The Division of Biostatistics at the Department of Preventive Medicine invites you to attend the following seminar.
Time: Monday, October 30, 2:00 PM-3:00 PM CDT
Location: 4th Floor Conference Room 400 in the Doctors Office Building at 66 N. Pauline Street, Memphis, TN 38105.
Please park in the multi-story parking garage adjacent to the Doctors Office Building, and bring your parking ticket with you so we can give validate it.

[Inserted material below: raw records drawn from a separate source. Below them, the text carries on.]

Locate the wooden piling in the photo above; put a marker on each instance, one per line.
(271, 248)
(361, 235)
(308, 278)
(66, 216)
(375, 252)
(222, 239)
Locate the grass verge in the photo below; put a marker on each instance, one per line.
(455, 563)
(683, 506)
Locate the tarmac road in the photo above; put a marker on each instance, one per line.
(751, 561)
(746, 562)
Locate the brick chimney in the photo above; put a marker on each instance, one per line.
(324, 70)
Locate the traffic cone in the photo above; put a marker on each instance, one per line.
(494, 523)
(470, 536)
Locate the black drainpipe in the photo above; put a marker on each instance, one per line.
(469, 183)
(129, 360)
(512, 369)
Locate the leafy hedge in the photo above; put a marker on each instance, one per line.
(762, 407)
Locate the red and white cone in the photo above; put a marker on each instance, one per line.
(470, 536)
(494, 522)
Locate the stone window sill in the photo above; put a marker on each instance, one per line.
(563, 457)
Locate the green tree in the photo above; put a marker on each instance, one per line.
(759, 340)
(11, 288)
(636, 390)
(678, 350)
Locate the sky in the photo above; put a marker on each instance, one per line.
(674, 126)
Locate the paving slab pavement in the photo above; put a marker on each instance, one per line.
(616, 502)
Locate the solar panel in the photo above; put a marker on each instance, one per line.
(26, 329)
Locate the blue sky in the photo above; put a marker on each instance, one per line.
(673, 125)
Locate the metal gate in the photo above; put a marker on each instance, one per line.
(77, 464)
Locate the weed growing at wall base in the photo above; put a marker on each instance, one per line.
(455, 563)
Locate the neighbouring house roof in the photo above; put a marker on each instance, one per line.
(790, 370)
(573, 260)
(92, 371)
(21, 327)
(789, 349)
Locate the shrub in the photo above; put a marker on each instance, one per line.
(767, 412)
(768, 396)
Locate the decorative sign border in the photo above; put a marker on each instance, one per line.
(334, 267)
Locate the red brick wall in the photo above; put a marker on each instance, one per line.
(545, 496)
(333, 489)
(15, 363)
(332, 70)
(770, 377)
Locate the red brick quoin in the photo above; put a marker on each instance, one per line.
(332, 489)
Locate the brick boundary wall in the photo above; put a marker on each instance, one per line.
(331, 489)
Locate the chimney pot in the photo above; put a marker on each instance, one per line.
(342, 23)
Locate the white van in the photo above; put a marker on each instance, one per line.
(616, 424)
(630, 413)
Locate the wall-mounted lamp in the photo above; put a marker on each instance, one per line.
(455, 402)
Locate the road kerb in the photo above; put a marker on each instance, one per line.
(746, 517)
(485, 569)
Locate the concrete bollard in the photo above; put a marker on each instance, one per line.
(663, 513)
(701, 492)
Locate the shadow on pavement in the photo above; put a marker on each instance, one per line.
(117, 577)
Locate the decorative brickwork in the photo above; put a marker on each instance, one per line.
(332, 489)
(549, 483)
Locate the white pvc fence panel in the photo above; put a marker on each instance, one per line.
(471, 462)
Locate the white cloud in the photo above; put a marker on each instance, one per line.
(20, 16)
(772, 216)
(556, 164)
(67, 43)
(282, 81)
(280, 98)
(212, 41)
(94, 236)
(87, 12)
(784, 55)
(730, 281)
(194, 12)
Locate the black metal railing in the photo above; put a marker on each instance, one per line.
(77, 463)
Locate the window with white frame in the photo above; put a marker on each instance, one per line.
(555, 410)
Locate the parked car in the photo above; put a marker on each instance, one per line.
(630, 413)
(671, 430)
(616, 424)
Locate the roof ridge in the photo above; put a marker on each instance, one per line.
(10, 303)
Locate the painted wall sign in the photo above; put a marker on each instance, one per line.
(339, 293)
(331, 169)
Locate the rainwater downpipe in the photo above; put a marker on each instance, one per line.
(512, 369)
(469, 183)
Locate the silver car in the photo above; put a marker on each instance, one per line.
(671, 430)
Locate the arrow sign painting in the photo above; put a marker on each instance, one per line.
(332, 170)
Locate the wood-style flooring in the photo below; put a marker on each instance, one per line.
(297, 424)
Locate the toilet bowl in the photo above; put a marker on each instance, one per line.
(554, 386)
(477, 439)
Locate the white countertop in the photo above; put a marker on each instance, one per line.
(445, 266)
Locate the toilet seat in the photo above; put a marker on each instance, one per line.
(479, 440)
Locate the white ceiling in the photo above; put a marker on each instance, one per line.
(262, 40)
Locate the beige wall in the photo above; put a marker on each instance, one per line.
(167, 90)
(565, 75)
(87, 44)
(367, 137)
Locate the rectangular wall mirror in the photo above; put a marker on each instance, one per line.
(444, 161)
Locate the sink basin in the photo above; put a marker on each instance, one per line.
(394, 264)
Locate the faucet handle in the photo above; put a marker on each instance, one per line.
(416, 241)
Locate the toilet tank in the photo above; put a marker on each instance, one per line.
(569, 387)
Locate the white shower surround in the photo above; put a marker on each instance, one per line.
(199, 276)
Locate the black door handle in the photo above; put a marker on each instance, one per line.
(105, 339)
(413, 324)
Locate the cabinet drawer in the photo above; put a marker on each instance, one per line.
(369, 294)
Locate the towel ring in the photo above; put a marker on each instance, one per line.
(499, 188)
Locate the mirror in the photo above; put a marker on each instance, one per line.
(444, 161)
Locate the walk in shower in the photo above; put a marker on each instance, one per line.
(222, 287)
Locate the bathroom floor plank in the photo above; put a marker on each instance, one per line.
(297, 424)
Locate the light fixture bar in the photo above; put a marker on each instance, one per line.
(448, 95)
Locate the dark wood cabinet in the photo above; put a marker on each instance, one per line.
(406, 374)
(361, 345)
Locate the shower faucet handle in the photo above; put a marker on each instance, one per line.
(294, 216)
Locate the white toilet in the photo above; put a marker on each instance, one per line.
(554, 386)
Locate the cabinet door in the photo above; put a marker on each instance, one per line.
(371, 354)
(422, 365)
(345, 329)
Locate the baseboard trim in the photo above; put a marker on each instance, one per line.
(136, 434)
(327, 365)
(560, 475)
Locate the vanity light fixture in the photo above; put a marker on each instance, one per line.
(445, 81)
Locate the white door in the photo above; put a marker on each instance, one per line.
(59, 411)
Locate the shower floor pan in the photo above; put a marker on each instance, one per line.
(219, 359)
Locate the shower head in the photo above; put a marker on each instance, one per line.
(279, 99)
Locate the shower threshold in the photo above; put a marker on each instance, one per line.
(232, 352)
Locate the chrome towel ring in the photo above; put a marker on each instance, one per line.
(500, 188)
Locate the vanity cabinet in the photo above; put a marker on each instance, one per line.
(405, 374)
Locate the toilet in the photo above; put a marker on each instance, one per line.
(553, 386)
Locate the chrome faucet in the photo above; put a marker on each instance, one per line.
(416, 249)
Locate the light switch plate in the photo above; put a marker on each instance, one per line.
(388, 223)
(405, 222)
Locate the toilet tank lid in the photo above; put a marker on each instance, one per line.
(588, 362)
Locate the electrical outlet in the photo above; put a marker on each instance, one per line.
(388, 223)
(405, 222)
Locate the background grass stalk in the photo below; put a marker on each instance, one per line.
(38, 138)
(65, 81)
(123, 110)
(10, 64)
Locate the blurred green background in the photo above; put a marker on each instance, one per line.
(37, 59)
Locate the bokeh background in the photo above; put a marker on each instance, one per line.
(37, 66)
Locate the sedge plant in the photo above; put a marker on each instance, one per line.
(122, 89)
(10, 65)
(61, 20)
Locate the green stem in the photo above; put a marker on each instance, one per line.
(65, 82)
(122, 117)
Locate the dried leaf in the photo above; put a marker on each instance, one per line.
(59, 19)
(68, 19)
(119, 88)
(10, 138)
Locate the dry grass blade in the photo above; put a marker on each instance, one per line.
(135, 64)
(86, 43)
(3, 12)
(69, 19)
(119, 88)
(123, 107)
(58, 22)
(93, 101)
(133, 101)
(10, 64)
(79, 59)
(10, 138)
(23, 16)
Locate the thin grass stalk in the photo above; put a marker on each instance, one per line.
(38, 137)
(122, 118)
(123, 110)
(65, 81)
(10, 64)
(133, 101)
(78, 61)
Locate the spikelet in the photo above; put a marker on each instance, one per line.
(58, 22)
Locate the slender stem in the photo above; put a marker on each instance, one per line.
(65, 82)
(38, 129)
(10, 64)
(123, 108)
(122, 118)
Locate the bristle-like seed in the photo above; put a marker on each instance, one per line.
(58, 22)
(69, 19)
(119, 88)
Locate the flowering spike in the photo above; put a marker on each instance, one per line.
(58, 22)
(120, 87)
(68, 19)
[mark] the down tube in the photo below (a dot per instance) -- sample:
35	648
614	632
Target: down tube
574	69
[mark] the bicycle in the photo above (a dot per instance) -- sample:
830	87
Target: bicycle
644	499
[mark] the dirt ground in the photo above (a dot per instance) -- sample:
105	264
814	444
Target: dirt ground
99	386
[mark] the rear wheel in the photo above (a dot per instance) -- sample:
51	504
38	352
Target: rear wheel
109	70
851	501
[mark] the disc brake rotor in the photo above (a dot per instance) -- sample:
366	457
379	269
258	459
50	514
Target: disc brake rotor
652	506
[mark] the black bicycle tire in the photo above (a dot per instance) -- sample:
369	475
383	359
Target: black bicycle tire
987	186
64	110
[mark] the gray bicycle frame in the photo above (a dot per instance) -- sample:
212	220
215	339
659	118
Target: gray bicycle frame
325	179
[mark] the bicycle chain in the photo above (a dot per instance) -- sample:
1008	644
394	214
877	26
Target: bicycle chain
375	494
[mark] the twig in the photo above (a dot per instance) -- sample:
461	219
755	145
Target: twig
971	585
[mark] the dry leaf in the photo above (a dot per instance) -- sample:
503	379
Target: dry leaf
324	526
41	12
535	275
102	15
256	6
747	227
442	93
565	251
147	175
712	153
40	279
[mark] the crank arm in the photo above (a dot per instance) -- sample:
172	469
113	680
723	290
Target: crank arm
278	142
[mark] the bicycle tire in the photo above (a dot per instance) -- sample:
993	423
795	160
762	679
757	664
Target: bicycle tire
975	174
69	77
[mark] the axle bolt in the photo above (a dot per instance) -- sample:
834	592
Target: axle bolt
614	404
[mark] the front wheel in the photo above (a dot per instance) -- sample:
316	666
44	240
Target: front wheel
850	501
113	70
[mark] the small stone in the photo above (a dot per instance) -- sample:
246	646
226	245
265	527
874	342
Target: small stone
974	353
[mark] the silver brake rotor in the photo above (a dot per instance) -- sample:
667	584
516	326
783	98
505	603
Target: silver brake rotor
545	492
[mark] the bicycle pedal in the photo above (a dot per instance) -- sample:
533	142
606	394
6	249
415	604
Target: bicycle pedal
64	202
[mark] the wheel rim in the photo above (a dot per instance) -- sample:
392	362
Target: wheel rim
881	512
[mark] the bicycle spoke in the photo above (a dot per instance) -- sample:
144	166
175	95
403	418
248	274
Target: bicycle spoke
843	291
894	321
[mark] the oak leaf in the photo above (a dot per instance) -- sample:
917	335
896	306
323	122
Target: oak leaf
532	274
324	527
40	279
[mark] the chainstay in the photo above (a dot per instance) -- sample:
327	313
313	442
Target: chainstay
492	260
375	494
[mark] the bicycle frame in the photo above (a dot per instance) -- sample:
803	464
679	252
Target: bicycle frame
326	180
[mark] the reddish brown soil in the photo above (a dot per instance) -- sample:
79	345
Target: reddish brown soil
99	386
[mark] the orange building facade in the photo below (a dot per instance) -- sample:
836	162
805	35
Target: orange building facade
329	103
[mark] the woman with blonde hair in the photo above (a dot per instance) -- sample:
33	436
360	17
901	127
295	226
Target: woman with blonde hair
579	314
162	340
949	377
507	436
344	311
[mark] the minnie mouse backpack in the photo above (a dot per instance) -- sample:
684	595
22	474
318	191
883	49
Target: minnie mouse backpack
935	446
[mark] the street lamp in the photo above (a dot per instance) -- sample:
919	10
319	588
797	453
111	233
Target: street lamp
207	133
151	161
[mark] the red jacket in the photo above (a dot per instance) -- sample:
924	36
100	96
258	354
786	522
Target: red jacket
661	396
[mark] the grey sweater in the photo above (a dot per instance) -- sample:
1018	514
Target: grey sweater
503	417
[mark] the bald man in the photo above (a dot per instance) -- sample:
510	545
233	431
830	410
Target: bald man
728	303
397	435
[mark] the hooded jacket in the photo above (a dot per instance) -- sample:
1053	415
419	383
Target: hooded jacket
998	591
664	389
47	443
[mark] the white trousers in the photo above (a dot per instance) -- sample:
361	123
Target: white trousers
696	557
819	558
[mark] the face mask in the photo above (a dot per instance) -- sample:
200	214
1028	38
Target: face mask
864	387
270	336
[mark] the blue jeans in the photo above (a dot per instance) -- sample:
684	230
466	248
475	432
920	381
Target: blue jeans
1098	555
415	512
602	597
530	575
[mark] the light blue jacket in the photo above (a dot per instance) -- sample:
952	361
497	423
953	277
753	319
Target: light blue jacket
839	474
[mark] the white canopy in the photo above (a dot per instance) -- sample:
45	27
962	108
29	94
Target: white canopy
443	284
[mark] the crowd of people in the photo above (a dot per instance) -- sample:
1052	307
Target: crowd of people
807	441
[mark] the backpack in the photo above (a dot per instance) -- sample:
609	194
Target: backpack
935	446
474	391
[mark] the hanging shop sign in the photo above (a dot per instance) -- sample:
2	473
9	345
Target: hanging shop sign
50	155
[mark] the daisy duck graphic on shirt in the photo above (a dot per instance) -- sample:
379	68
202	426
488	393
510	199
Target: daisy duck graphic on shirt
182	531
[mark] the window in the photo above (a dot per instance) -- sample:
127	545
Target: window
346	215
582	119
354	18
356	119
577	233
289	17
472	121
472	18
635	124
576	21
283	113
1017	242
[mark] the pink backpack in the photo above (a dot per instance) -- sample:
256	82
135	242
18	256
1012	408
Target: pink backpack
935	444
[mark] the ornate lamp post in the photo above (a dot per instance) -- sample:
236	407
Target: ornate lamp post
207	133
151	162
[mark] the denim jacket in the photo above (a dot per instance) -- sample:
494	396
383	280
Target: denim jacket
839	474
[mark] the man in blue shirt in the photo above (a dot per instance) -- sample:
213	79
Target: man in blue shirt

ZOOM Virtual Room Connection: Register in advance for this meeting
Seminar Website: https://www.eventcreate.com/e/biostatisticsseminar
Speaker Bio: https://kiphandwerker.github.io/
A Clustering Approach to Non-Equal Length Joint Pattern Genetic and Epigenetics Factors Weighted by Covariates
Joseph (Kip) Handwerker, M.S.
Department of Prevention Medicine, University of Tennessee Health Science Center
School of Public Health, University of Memphis
Clustering analysis is a popular approach to gaining insight into the structure of data, especially on a large scale. Some of the most popular approaches are the K-means and K-prototype algorithms which are partitioning methods that use distance measures to assign groups. While these methods are good, especially for large datasets, when it comes to genetics data they fail to consider potential joint effects and require the same dimensionality across variables. The Vector in Partition (VIP) algorithm fills this gap with a distance measure designed to partition genetic and epigenetic data with non-equal length dimensions; specifically, gene expression (GE), DNA methylation (CPG), and single nucleotide polymorphisms (SNP). The VIP extension method extends this framework by adding another layer of complex joint effects of genetic and epi-genetic data with other potential health-related variables to dictate clustering. The extension algorithm performs well on simulated data when the clustering of the covariates follows the same clustering scheme of the genetics data. Like other distance measures, when the data does not follow a clear clustering scheme the algorithm tends to underperform, especially against numeric data. The results highlight many aspects of the algorithm’s performance capabilities, as well as multiple areas for future improvements.